Prominent among its delegates were Maude Royden and Margery Corbett Ashby who were the World Leading Suffragate figures.
Margery Corbett Ashby wrote this article:
Dr. Royden, the famous preacher, and I, had a marvellous flight to India, five days and nights smooth travelling brought us to Karachi, the gate of India, in the cold dawn of a clear moonlight night to find our kind friends waiting with garlands and bouquets at 3 a.m. We were plunged at once into the work of the All India Women’s Conference, 200 delegates were gathered from all India, different in race, creed, color and language, but united by an intense national unity which conquered even the differences of creed and caste. This Conference is the seed of a new and united India.
We brought the greetings of the Alliance to the first meeting, and an invitation to India to send a full delegation to Istanbul, and the response has been splendid.
The Conference divided its resolutions into general educational, social, and labour resolutions. Most of the speeches were in English, others in Urdu and Hindu.

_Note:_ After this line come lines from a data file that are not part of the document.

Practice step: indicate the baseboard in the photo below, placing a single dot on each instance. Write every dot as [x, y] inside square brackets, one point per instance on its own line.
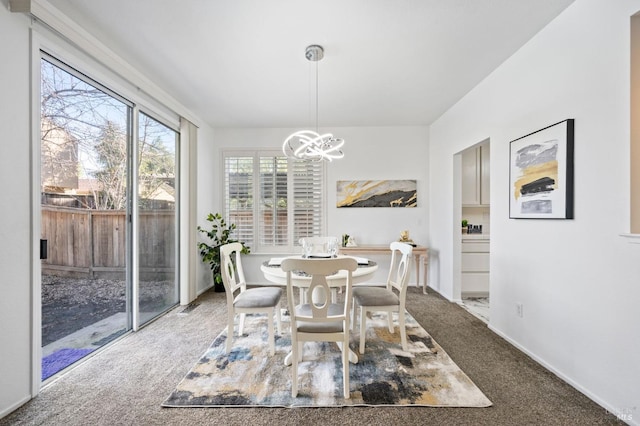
[605, 405]
[475, 294]
[14, 407]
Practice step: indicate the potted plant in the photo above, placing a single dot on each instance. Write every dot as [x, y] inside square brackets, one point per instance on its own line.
[218, 235]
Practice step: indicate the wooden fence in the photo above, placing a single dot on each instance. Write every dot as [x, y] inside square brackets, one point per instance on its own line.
[92, 243]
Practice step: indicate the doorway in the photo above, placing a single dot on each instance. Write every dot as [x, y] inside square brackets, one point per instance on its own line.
[475, 211]
[108, 216]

The women are bitterly disappointed in the new constitution and protested against it as a whole in a reasoned statement. They do not approve of the vote being given to wives of property owners, but want the simple qualification of literacy for all provinces alike. They dread the woman’s movement being dragged into communal strife which they have been able to avoid hitherto.
They suggested practical amendments to the Sardar acts which forbids child marriage, but which is not enforced. One mother in four, we were told by a man, dies in childbirth, “it is child murder not child marriage. The women, too, want a government inquiry into the legal disabilities of women for, alas, the Moslems have in many places adopted the worse customs of the Hindus.
After a lively discuss!on on co-education, a resolution in favour was carried unanimously; also for primary education which alone will enable the girls of the villages to get any education, but the need for more women teachers is great.
Reports of the work done during the year varied enormously from province to province. A commission of inquiry into the position of women working underground in the mines came regretfully to the conclusion that they must be excluded as the effect on the children was too bad, but they insisted that alternative labour, for instance, basket making for the miners must be introduced. Another inquiry was made into the effect of opium eating on the population.
The resolutions were practical and carefully prepared, and the discussions were lively and well informed.
This strenuous work took place against a background of tremendous hospitality and entertainment. We have been privileged to see India at play as well as at work. We enjoyed a tour of Karachi under the guidance of Mr. Jemshid Meta, nine times mayor, and saw the admirable lay-out of the city and its institutions. We picnicked in real Indian fashion, 200 of us, on the beautiful beach, and in the evening Karachi girls gave us Indian music, orchestral and vocal, and admirable acting of an old Sind legend. Garden parties, luncheons and dinners enabled us to meet endless interesting people, ending in a lunch in Mr. Mohata’s lovely palace by the sea, where in true Hindu fashion we ate out of tiny silver bowls on a silver tray. Our kind hosts, Mr. and Mrs. Katrak, placed their lovely town house at our disposal and overwhelmed us with kindness. Everywhere Hindus, Moslems, Parsees and Christians worked, played and ate together.
Each host and hostess and their circle of friends added to our knowledge of this vast land and its many problems. The difficulties of poverty, illiteracy, superstition are tremendous, and our wholehearted sympathy and admiration goes out to those brave pioneers who are the leaders of to-day and who are building up the new India.